В городах, вероятно, были основания связывать танцы и проституцию, но эти две невинные молодые девушки, стоявшие перед барменом, казались слишком наивными и юными. Хозяин кафе был республиканцем, и так же, как Мерседес, приходил в ужас от того факта, что танцы приравнивают к преступлению.
— А что вы за это хотите? — спросил он деловым тоном, пытаясь скрыть свои истинные мысли.
— Вознаграждение, — уверенно ответила Мерседес. Впервые в жизни она собиралась танцевать исключительно за деньги, но жизнь изменилась, и правила тоже.
— Вознаграждение… Что ж, думаю, танцы привлекут больше посетителей в мой бар, тогда я смогу понять, за что должен вам платить. А если сами посетители захотят дать вам чаевые, в этом не будет ничего зазорного. Ладно. Почему бы и нет?
— Спасибо, — поблагодарила Анна. — А есть ли в округе человек, умеющий играть на гитаре?
— Думаю, есть, — ответил хозяин, развеселившись. В каждой деревне, в каждом селе всегда найдется человек, играющий достаточно хорошо, чтобы аккомпанировать танцовщице. Хозяин мог бы пригласить кое-кого часам к девяти, они бы прорепетировали несколько танцев здесь, во дворе перед выступлением.
— Еще одна деталь, — сказал он. — Думаю, тебе следует надеть что-то более… м-м… подходящее.
Мерседес зарделась, внезапно ей стало неловко за собственный вид. Она уже несколько недель не снимала юбку и блузку. У нее почти не было возможности постирать свои вещи, и она привыкла к въевшейся грязи.
— Но у меня больше ничего нет, — призналась она. — Я в этом ушла из дому. Взяла только туфли.
— Мария! Мария! — Мужчина уже кричал, повернувшись к лестнице, ведущей прямо из бара наверх, и спустя минуту там показалась худощавая женщина, его жена.
Их никто не представил.
— Она сегодня будет танцевать, — сообщил хозяин, кивая на Мерседес, — но ей нужно платье.

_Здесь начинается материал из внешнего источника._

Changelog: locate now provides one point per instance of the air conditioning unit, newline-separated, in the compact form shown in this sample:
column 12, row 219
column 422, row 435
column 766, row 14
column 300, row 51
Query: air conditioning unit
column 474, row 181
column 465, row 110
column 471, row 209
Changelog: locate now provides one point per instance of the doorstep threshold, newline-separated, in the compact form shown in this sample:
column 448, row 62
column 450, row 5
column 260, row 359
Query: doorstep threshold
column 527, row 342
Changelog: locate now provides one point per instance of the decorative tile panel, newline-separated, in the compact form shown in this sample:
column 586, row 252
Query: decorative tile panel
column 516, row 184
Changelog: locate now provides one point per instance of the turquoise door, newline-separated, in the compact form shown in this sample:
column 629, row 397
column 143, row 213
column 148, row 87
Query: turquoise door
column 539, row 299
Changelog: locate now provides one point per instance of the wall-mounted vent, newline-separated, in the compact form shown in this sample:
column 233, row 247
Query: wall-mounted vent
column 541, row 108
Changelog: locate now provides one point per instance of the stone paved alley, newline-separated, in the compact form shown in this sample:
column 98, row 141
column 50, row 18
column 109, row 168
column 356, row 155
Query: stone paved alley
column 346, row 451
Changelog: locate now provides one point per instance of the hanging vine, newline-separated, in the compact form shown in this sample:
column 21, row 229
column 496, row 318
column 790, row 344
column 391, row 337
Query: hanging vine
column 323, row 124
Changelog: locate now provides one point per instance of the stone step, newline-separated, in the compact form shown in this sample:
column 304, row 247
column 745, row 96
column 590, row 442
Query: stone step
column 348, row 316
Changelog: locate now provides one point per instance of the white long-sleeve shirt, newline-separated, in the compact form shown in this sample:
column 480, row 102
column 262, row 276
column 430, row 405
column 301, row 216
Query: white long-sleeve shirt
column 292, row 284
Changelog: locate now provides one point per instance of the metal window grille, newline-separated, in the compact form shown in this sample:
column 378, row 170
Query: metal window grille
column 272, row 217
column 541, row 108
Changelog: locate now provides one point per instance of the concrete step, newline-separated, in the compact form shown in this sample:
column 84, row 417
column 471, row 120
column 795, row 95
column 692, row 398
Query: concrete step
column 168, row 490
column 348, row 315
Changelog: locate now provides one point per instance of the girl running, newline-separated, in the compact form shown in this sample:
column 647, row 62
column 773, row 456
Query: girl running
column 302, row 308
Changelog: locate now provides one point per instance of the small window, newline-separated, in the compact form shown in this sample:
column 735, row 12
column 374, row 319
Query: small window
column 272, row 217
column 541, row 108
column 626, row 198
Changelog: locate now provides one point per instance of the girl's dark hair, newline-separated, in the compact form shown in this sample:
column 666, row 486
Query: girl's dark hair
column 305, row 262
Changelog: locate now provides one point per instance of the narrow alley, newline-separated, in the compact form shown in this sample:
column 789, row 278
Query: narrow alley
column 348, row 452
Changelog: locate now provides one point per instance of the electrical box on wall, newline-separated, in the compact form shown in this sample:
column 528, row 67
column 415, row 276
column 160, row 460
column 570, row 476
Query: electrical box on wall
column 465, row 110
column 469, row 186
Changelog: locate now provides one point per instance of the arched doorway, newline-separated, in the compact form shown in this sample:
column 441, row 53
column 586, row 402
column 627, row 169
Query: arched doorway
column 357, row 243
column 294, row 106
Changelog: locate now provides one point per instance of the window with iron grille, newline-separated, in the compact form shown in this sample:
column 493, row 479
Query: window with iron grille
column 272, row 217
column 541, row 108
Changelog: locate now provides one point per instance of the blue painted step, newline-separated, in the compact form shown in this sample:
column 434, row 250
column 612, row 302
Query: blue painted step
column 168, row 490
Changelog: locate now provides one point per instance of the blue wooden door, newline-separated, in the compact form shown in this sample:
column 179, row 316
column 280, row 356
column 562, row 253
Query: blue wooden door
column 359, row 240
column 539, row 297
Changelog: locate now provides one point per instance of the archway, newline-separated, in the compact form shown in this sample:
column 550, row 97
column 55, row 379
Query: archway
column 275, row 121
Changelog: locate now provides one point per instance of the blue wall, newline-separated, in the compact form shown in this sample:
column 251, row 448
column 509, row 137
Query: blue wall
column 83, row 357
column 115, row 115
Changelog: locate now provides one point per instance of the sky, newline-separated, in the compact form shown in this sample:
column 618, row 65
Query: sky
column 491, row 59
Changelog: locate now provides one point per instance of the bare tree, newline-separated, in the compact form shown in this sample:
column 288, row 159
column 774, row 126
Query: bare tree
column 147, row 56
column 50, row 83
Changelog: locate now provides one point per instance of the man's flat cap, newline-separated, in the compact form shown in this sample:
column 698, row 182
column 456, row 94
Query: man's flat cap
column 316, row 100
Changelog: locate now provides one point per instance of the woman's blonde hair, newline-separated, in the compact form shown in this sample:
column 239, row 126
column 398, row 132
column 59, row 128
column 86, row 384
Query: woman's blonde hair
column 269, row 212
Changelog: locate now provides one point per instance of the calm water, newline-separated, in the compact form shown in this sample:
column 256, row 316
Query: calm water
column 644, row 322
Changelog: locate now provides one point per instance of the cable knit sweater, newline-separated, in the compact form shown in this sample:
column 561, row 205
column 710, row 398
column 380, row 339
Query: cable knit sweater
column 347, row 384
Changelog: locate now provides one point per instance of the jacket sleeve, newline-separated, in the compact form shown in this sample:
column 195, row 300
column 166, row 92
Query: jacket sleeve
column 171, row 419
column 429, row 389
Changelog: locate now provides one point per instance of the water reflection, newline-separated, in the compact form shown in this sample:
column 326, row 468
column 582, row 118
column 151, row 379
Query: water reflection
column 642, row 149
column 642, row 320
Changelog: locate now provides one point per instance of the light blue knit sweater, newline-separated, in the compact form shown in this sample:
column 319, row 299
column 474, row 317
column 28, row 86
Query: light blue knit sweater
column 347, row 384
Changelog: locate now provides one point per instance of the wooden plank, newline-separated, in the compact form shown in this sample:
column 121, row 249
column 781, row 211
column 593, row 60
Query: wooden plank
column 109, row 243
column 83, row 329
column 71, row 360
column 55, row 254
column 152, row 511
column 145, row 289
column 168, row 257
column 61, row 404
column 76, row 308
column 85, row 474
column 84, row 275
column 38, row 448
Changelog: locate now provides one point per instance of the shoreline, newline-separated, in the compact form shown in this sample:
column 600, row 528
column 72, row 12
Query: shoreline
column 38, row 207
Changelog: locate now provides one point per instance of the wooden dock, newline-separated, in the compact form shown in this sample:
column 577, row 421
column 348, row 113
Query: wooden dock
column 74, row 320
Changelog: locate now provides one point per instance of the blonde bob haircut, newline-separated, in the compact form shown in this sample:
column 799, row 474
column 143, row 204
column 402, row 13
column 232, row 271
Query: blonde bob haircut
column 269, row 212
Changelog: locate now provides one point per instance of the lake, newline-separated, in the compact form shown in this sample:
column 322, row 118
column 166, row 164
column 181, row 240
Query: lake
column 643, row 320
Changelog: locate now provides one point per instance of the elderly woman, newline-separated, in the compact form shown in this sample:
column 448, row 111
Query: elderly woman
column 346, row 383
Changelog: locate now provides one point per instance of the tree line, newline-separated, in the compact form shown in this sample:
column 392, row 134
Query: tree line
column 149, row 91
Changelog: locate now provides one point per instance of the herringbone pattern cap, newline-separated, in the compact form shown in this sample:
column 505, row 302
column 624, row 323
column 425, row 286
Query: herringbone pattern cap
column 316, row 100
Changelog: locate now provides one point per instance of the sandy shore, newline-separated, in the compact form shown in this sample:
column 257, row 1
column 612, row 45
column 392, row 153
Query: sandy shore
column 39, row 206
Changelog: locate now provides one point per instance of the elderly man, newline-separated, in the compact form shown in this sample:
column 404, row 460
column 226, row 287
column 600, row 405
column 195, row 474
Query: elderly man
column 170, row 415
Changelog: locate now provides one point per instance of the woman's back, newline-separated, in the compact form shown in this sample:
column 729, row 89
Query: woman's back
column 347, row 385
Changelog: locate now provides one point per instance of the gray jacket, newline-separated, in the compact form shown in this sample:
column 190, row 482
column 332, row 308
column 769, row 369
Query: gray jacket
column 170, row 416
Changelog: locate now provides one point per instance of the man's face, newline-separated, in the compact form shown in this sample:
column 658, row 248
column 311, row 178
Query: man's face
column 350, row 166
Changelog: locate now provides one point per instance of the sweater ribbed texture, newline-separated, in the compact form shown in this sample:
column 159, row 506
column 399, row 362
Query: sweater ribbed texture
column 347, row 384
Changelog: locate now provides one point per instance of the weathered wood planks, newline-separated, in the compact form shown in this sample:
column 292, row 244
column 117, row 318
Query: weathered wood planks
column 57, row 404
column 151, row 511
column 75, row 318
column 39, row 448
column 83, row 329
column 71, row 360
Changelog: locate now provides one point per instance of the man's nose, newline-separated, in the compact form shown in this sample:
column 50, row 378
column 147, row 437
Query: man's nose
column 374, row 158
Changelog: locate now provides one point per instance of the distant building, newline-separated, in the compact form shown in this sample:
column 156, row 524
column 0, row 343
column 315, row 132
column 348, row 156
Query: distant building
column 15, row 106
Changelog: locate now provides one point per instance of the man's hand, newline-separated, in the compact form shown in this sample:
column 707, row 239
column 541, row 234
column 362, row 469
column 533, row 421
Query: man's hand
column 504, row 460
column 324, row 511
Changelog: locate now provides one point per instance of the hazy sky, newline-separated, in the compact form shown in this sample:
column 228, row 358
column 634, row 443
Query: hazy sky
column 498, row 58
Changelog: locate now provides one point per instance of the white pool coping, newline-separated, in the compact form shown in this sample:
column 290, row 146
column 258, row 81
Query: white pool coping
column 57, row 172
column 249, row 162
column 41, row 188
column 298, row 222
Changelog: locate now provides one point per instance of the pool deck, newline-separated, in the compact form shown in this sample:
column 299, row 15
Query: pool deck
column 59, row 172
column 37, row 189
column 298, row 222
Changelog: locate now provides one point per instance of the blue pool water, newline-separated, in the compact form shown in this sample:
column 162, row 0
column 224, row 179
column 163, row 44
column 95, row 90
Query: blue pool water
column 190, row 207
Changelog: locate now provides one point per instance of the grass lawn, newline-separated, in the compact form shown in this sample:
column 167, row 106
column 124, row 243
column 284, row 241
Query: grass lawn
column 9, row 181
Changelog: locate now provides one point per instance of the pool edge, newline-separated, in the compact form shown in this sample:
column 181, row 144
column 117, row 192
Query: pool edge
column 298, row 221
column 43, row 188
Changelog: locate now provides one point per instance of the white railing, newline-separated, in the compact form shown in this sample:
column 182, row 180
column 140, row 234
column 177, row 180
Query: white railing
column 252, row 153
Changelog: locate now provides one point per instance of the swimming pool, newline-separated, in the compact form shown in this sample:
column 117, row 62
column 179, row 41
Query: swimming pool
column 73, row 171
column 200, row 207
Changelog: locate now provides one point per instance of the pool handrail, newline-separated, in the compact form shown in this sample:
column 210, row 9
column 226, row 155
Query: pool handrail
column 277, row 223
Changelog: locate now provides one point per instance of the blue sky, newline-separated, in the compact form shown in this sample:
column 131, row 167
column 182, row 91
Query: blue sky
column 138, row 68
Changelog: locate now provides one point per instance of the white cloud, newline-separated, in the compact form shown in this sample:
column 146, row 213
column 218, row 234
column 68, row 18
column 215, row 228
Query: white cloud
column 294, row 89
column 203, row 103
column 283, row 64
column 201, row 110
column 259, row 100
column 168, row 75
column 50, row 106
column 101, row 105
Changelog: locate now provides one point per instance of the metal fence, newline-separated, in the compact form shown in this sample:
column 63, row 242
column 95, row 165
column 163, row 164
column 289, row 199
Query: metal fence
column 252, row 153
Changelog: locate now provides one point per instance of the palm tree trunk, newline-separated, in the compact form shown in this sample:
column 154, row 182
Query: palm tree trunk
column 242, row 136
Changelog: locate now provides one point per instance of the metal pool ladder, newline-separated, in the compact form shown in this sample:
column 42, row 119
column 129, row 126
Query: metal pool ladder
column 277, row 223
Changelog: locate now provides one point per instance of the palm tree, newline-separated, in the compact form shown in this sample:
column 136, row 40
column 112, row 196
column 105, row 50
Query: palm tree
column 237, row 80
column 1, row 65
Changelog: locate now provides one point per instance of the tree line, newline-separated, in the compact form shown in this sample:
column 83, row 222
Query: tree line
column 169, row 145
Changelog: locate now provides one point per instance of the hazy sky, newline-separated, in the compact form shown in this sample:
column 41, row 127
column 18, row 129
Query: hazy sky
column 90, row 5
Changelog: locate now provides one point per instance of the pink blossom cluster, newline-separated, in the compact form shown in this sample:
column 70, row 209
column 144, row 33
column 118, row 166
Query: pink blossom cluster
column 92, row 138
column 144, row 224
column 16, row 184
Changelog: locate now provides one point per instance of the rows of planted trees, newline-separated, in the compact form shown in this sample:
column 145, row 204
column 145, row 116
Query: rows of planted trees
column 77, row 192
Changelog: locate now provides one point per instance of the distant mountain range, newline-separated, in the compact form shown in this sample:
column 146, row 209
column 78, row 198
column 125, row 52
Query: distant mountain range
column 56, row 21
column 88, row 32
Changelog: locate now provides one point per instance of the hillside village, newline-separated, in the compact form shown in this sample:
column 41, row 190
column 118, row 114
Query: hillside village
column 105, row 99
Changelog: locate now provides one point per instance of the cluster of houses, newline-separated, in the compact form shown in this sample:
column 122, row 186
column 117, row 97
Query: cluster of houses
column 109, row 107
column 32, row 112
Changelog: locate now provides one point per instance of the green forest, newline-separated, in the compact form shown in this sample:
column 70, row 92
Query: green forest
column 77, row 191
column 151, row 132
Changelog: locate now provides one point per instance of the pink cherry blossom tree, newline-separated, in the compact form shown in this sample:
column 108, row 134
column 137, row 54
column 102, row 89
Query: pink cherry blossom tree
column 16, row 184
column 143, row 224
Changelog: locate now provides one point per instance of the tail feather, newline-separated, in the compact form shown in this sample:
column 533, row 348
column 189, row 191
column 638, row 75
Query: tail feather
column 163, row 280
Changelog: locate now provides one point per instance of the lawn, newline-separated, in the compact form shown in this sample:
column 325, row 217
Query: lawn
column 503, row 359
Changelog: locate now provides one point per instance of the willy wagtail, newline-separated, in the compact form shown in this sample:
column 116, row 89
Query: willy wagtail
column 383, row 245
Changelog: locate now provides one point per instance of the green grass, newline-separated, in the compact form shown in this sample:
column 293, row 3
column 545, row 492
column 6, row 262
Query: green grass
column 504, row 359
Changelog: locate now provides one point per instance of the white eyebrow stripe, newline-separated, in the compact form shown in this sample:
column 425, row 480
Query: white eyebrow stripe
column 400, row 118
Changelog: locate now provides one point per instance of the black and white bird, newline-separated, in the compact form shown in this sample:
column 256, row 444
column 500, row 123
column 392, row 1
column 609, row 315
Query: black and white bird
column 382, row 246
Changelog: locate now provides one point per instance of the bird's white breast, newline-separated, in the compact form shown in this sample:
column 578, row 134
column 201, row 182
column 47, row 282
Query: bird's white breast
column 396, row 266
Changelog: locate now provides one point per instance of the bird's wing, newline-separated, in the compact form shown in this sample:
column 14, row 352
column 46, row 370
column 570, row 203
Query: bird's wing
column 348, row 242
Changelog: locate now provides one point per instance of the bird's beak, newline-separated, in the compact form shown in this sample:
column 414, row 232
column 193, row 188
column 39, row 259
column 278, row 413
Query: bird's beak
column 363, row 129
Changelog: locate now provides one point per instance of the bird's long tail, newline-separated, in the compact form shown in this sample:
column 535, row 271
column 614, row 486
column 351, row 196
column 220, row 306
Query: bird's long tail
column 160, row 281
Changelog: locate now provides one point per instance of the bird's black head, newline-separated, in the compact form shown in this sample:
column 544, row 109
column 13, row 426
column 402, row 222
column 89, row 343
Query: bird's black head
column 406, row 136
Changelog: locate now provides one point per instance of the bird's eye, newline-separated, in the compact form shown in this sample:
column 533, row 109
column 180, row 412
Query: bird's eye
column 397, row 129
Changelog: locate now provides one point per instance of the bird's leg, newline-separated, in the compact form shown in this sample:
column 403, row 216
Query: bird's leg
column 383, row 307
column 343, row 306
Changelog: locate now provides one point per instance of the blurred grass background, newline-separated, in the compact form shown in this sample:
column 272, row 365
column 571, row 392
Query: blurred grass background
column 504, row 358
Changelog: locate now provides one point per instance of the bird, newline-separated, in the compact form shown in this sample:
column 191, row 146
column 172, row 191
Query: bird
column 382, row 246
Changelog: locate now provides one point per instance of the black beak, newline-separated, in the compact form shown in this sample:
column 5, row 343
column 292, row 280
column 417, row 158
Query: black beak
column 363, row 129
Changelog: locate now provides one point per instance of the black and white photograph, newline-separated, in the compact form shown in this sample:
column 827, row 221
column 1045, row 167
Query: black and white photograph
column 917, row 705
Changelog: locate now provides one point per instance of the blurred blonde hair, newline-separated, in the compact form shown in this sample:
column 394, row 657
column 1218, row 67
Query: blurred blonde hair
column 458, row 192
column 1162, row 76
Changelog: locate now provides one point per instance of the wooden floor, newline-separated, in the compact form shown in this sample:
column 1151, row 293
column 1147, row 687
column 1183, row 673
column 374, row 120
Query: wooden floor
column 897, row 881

Можешь для нее что-нибудь найти?
Женщина смерила Мерседес взглядом и ушла.
— Сейчас придет, — объяснил бармен. — Когда-то наша дочь танцевала — она чуть полнее тебя, но кое-что подойдет.
Через несколько секунд вернулась жена. У нее на руке висели два платья. Мерседес примерила их в задней комнате. Было удивительно вновь почувствовать вес оборок, их выразительные волнообразные движения у лодыжек. Красное платье с огромными белыми пятнами сидело на ней неплохо. Оно было чуть широковато в груди и рукавах, но в любом случае выглядело лучше, чем ее изношенная юбка.
Девушки ушли, пообещав вернуться позже.
Гитарист оказался довольно опытным, это был мужчина лет пятидесяти, который играл на многих вечеринках, но чаще выступал соло, а не аккомпаниатором. Их репертуар понравился зрителям и на несколько часов отвлек их от грустных мыслей. Временами раздавалось негромкое «Оле!».
Мерседес удивилась, как машинальны ее движения, когда она танцует только ради денег. Это было так не похоже на ее вселяющее надежду выступление в Альмерии! Люди бросали монеты в чашку, которую Анна пронесла по кругу, а хозяин кафе взял целую пригоршню монет из кассы и с улыбкой передал их Мерседес. Он неплохо сегодня подзаработал.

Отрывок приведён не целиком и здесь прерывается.